Celeste chuckled. “That website is getting a whole new look, and soon. I already booked my tech guy for next week.”
“The site was updated last year.” Rayne had contracted a local web designer. She’d been pleased with the quality of his work and his professionalism.
“Might as well have been last decade. Trends change quickly, and this room . . .” Celeste slinked farther into the cavernous space and leaned her sharp hip bone against one of the breakfast tables. She bent to sniff the fresh lilac bouquet in the center. “Is exquisite. It’s a waste for it to sit empty.”

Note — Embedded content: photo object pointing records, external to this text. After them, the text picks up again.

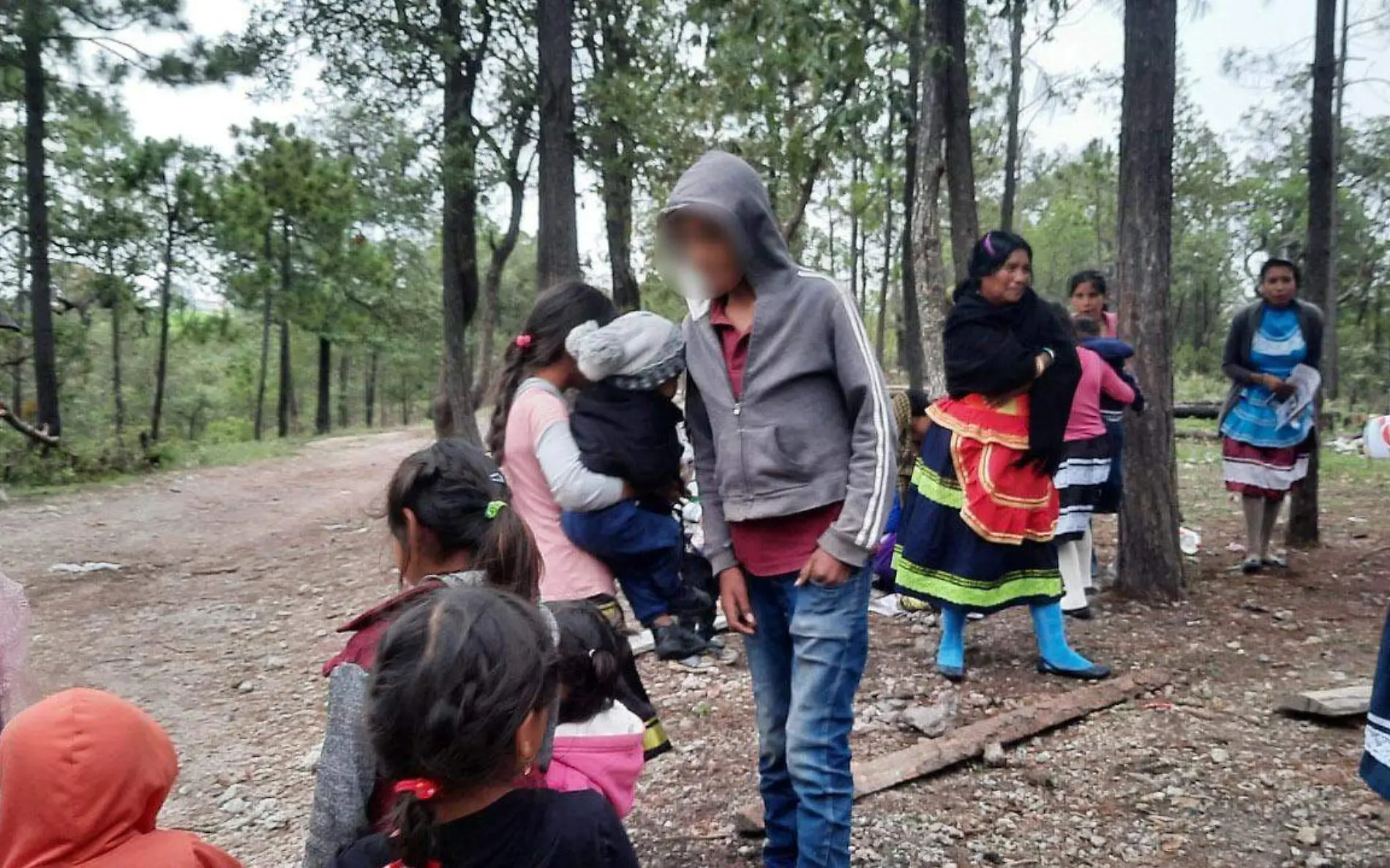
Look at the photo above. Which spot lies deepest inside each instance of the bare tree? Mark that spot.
(1322, 192)
(1011, 149)
(1150, 562)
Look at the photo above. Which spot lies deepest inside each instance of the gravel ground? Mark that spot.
(233, 581)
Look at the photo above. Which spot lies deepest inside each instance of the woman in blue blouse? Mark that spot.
(1261, 457)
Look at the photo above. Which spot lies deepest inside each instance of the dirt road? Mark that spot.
(231, 582)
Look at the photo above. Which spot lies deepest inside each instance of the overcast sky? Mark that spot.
(1090, 37)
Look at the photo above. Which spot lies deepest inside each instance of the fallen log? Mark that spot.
(38, 435)
(969, 742)
(1337, 703)
(1195, 410)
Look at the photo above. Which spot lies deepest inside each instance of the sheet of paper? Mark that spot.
(1306, 382)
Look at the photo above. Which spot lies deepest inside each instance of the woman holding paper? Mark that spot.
(1272, 358)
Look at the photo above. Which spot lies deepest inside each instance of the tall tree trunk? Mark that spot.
(965, 220)
(163, 358)
(287, 374)
(886, 278)
(1322, 202)
(613, 146)
(500, 254)
(1011, 151)
(117, 388)
(21, 301)
(369, 398)
(323, 412)
(911, 338)
(266, 322)
(557, 239)
(37, 197)
(344, 375)
(460, 216)
(1150, 563)
(928, 265)
(855, 282)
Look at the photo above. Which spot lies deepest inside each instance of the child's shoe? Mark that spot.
(675, 642)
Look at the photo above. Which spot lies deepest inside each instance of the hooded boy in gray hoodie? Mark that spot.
(795, 458)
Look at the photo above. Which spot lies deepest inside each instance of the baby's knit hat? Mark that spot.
(637, 352)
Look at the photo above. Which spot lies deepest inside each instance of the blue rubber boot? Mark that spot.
(1056, 656)
(951, 653)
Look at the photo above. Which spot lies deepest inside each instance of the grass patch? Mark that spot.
(28, 474)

Rayne couldn’t agree with her assessment more. “It’s used for all our big events—weddings, parties, business dinners—but of course I’d love to see it used more often.”
Celeste’s pensive expression and thorough scan of the open space seemed to revive Rayne’s dying hope. “It holds a lot of potential.”
Rayne felt the same way. Even now, her heart tugged at the thought of opening this room up to the community again, hosting events for underprivileged children, preparing holiday meals, creating memories for young families who needed a hand up in life.